The Investment Industry Association of Canada (IIAC) says it approves of some aspects of the Mutual Fund Dealers Association’s (MFDA) approach to the Client Relationship Model (CRM) project, but calls for greater harmonization with the model being proposed by the Investment Industry Regulatory Organization of Canada (IIROC).

In a comment letter released today, the IIAC notes that it is pleased that the MFDA CRM has removed certain previously prescribed disclosure requirements, recognizing that they are duplicative of existing requirements; and it lauds the MFDA’s more flexible approach to the CRM.

However, it also points out that there are some fundamental differences to the approach used by the MFDA and IIROC. These include: the format of the relationship disclosure document, the content of relationship disclosure, the review of relationship disclosure materials, client acknowledgment of receipt of the relationship disclosure, and performance reporting.

“It is important that the CRM requirements are consistent and harmonized for all registrants before implementation,” the IIAC maintains. “Canadian investors should receive the same disclosure across the regulatory spectrum. Consistency of regulation across all channels is essential.”
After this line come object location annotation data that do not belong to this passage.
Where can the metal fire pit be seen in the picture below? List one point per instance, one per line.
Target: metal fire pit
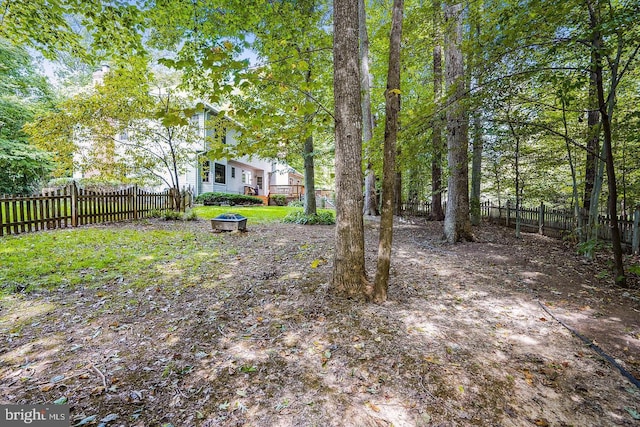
(229, 222)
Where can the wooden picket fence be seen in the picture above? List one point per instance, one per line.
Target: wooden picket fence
(543, 220)
(72, 207)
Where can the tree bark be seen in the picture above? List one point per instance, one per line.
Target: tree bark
(476, 170)
(309, 178)
(593, 141)
(349, 276)
(605, 118)
(457, 226)
(392, 109)
(370, 194)
(437, 142)
(309, 163)
(476, 161)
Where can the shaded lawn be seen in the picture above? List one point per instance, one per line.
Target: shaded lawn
(255, 214)
(194, 328)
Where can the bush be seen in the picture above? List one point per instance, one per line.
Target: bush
(322, 218)
(279, 199)
(190, 215)
(169, 215)
(217, 199)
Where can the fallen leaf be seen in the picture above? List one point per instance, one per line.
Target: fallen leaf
(528, 376)
(86, 420)
(57, 378)
(633, 413)
(109, 418)
(97, 390)
(373, 407)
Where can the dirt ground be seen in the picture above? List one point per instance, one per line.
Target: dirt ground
(260, 340)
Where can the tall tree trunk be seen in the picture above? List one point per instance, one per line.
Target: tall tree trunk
(309, 178)
(392, 109)
(437, 141)
(476, 161)
(370, 194)
(593, 140)
(309, 164)
(476, 170)
(397, 193)
(606, 110)
(517, 172)
(457, 226)
(349, 275)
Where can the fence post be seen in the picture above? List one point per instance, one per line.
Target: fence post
(134, 190)
(73, 189)
(635, 245)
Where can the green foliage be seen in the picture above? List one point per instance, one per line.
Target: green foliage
(255, 214)
(321, 218)
(115, 27)
(634, 269)
(278, 199)
(592, 246)
(169, 215)
(190, 215)
(93, 256)
(23, 94)
(216, 199)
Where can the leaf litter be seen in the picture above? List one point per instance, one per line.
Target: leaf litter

“When dealing with registrants in the marketplace, it is imperative that these investors receive a comparable standard of protection in terms of mandated services and disclosure, regardless of whether they are dealing with a registrant under the jurisdiction of the MFDA, IIROC or the securities regulators,” it insists. “The regulators have an obligation to ensure the equity of regulatory treatment among investment dealer, securities dealer and mutual fund dealer registrants, given the substantial burden of regulatory compliance.”